The localization and specialized function of Ras-like proteins are largely determined by posttranslational processing events. In a highly regulated process, palmitoyl groups may be added to C-terminal cysteine residues, targeting these proteins to specific membranes. In the human fungal pathogen Cryptococcus neoformans, Ras1 protein palmitoylation is essential for growth at high temperature but is dispensable for sexual differentiation. Ras1 palmitoylation is also required for localization of this protein on the plasma membrane. Together, these results support a model in which specific Ras functions are mediated from different subcellular locations. We therefore hypothesize that proteins that activate Ras1 or mediate Ras1 localization to the plasma membrane will be important for C. neoformans pathogenesis. To further characterize the Ras1 signaling cascade mediating high-temperature growth, we have identified a family of protein S-acyltransferases (PATs), enzymes that mediate palmitoylation, in the C. neoformans genome database. Deletion strains for each candidate gene were generated by homogenous recombination, and each mutant strain was assessed for Ras1-mediated phenotypes, including high-temperature growth, morphogenesis, and sexual development. We found that full Ras1 palmitoylation and function required one particular PAT, Pfa4, and deletion of the PFA4 gene in C. neoformans resulted in altered Ras1 localization to membranes, impaired growth at 37°C, and reduced virulence.

The Cryptococcus neoformans alkaline response pathway: identification of a novel rim pathway activator.

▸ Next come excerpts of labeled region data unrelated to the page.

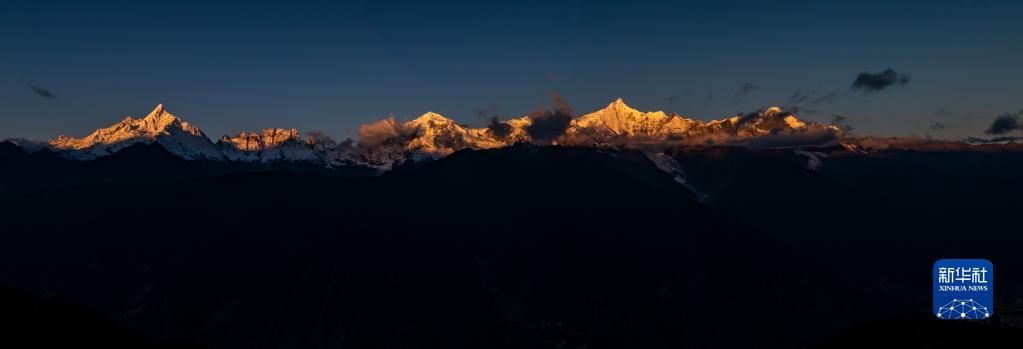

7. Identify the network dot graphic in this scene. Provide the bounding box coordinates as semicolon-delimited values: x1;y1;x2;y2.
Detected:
936;299;991;320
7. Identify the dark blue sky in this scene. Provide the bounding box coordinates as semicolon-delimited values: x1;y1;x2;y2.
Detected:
0;0;1023;138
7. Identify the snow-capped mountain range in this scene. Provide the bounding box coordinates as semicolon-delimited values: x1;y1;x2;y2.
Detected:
39;99;841;170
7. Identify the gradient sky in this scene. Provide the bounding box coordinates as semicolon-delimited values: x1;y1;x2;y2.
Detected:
0;0;1023;139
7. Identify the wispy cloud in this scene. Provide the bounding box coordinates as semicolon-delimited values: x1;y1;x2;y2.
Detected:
851;68;909;93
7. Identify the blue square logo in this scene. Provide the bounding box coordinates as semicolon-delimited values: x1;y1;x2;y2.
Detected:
932;259;994;320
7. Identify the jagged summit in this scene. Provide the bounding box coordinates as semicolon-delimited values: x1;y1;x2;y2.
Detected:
37;98;840;168
49;104;220;160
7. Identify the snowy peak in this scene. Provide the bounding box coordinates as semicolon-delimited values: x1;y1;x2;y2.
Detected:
219;128;302;150
217;128;321;163
568;98;696;138
404;112;506;156
49;104;220;160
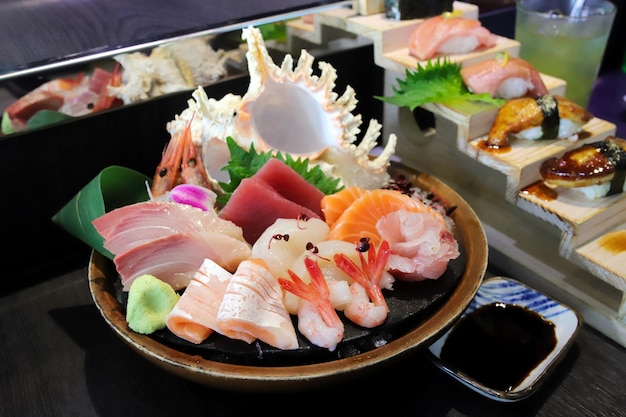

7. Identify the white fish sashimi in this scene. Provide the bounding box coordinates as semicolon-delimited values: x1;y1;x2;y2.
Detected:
165;259;232;344
113;232;251;291
217;259;298;349
93;201;243;254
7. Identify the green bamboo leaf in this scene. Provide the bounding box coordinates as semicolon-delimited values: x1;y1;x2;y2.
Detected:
52;165;151;259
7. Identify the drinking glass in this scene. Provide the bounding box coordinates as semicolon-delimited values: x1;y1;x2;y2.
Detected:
515;0;617;107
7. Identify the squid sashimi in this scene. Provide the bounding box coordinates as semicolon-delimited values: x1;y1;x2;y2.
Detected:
376;210;460;281
252;218;329;277
165;259;232;344
220;176;319;244
255;158;324;217
461;54;548;100
113;232;251;291
217;259;298;349
92;201;243;254
408;13;498;61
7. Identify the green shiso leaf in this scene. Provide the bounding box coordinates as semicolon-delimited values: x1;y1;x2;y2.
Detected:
217;136;343;205
52;165;151;259
375;58;505;110
26;110;73;129
258;22;287;42
0;111;15;135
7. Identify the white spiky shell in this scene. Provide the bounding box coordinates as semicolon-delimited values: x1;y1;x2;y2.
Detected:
167;27;396;188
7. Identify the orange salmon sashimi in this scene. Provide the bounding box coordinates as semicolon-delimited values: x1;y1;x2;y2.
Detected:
321;187;367;226
328;189;445;247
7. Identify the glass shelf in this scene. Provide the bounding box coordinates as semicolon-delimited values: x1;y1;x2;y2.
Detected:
0;0;352;81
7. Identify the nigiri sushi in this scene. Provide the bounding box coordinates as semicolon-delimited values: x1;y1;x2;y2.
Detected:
539;136;626;199
486;94;593;149
461;52;548;100
409;13;498;61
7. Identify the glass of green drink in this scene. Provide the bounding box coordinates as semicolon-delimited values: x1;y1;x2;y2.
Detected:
515;0;616;107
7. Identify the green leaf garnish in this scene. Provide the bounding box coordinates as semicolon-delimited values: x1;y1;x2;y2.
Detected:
217;136;343;205
374;58;505;110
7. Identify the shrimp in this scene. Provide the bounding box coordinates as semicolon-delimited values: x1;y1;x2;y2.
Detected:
334;239;391;328
92;62;122;113
278;257;344;352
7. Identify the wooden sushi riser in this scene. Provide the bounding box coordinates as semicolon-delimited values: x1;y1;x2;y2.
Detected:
288;2;626;346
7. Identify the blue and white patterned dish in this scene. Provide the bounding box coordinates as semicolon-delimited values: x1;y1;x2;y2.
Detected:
427;277;582;401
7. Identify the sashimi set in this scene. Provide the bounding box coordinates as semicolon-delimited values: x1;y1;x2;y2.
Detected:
56;6;625;384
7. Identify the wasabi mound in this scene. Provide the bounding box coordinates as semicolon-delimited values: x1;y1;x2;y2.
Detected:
126;275;180;334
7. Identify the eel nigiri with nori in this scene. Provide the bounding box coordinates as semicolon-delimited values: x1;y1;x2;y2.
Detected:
487;94;593;149
539;136;626;199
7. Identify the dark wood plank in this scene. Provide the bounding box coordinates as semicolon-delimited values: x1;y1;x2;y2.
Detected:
0;0;345;79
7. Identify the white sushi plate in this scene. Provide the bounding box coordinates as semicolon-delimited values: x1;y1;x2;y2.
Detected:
427;277;582;402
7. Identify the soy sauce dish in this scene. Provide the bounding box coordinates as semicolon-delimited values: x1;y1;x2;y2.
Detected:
426;277;582;402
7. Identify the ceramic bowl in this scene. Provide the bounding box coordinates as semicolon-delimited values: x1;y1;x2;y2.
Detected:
89;164;488;392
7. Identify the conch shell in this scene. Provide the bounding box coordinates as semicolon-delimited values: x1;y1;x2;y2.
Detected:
167;27;396;188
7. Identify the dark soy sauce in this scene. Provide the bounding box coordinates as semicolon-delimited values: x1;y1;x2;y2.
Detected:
441;303;556;391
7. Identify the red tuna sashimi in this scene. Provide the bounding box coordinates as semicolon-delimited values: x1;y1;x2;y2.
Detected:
113;232;252;291
409;15;498;60
255;158;324;218
217;258;298;349
92;201;243;254
165;259;232;344
220;176;320;244
461;57;548;99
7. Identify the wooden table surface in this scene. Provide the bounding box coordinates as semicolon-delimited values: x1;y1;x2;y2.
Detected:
0;0;348;80
0;268;626;417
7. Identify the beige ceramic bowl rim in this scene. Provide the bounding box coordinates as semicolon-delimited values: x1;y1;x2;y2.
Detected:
88;164;488;392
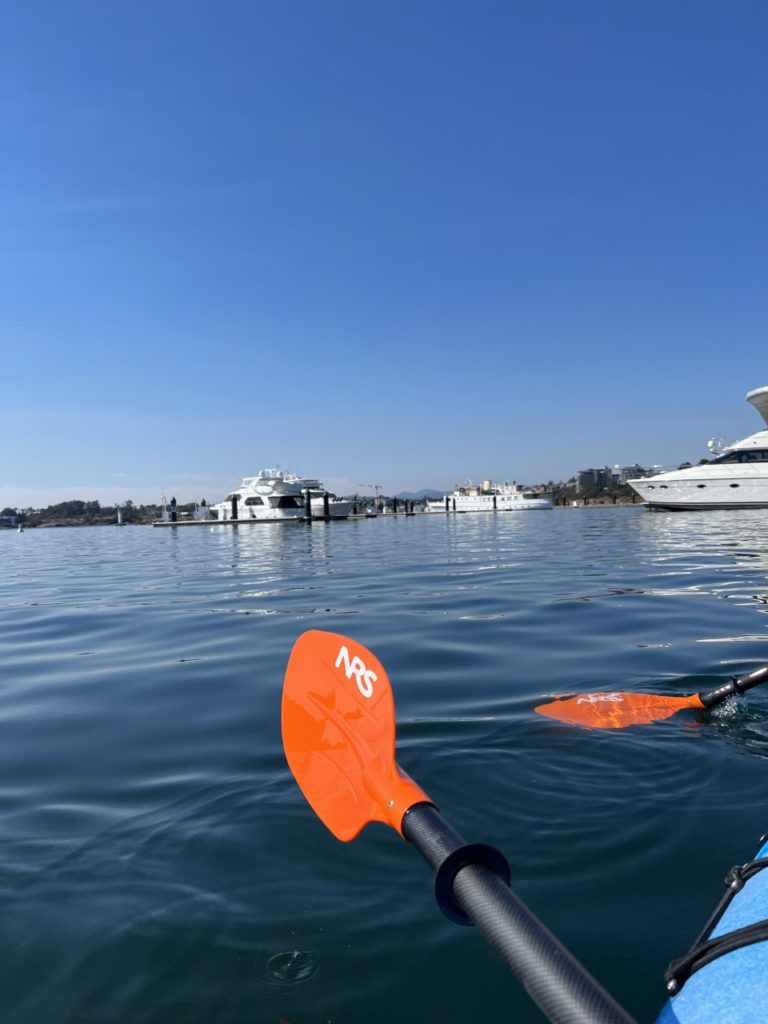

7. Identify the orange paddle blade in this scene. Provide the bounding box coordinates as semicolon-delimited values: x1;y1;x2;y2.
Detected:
283;630;431;842
534;693;705;729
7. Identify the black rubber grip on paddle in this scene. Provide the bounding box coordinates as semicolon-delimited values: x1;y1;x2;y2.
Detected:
402;804;634;1024
698;666;768;709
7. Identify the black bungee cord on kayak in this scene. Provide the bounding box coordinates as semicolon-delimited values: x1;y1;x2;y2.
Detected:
664;851;768;995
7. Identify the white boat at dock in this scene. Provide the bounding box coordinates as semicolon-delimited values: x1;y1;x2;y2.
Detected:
210;468;352;523
427;480;553;512
627;387;768;511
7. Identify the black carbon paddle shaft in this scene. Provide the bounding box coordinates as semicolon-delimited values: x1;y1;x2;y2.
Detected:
698;666;768;708
402;804;635;1024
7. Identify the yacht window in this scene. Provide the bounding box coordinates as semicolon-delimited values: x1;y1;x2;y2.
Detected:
269;495;303;509
713;449;768;464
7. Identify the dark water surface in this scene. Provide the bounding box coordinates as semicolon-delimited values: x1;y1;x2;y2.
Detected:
0;508;768;1024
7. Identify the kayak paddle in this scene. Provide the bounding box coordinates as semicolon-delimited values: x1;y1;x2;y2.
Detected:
534;666;768;729
283;630;633;1024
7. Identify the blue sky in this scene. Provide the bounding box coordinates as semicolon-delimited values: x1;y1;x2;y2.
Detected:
0;0;768;506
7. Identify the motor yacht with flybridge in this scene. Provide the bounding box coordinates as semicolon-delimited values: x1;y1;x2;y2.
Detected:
211;468;352;522
627;387;768;510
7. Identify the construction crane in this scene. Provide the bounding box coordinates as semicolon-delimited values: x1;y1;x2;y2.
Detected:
357;483;381;509
357;483;381;498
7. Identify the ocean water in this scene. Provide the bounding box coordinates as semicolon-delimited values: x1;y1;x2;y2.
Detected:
0;507;768;1024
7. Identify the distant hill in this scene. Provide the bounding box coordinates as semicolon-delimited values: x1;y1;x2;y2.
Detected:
394;487;445;502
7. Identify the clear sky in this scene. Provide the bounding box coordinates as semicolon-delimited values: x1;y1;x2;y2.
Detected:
0;0;768;507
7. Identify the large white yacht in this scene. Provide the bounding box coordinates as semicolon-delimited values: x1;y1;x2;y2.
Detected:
627;387;768;510
427;480;553;512
211;468;352;522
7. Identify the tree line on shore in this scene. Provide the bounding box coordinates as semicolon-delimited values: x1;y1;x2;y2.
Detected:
0;480;635;526
0;499;195;526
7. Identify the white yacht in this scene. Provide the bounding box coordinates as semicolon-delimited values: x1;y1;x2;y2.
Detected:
627;387;768;509
211;468;352;522
427;480;553;512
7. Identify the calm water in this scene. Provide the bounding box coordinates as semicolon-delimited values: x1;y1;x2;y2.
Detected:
0;508;768;1024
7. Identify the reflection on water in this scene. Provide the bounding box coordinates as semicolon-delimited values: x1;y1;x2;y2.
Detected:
0;508;768;1024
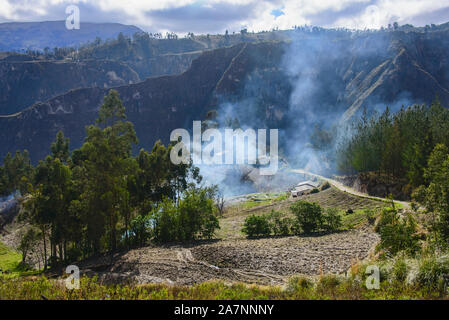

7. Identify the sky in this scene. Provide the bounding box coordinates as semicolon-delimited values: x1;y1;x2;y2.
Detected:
0;0;449;34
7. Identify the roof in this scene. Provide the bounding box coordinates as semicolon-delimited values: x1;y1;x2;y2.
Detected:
297;181;319;188
293;185;314;192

The Rim101/PacC transcription factor acts in a fungal-specific signaling pathway responsible for sensing extracellular pH signals. First characterized in ascomycete fungi such as Aspergillus nidulans and Saccharomyces cerevisiae, the Rim/Pal pathway maintains conserved features among very distantly related fungi, where it coordinates cellular adaptation to alkaline pH signals and micronutrient deprivation. However, it also directs species-specific functions in fungal pathogens such as Cryptococcus neoformans, where it controls surface capsule expression. Moreover, disruption of the Rim pathway central transcription factor, Rim101, results in a strain that causes a hyper-inflammatory response in animal infection models. Using targeted gene deletions, we demonstrate that several genes encoding components of the classical Rim/Pal pathway are present in the C. neoformans genome. Many of these genes are in fact required for Rim101 activation, including members of the ESCRT complex (Vps23 and Snf7), ESCRT-interacting proteins (Rim20 and Rim23), and the predicted Rim13 protease. We demonstrate that in neutral/alkaline pH, Rim23 is recruited to punctate regions on the plasma membrane. This change in Rim23 localization requires upstream ESCRT complex components but does not require other Rim101 proteolysis components, such as Rim20 or Rim13. Using a forward genetics screen, we identified the RRA1 gene encoding a novel membrane protein that is also required for Rim101 protein activation and, like the ESCRT complex, is functionally upstream of Rim23-membrane localization. Homologs of RRA1 are present in other Cryptococcus species as well as other basidiomycetes, but closely related genes are not present in ascomycetes. These findings suggest that major branches of the fungal Kingdom developed different mechanisms to sense and respond to very elemental extracellular signals such as changing pH levels.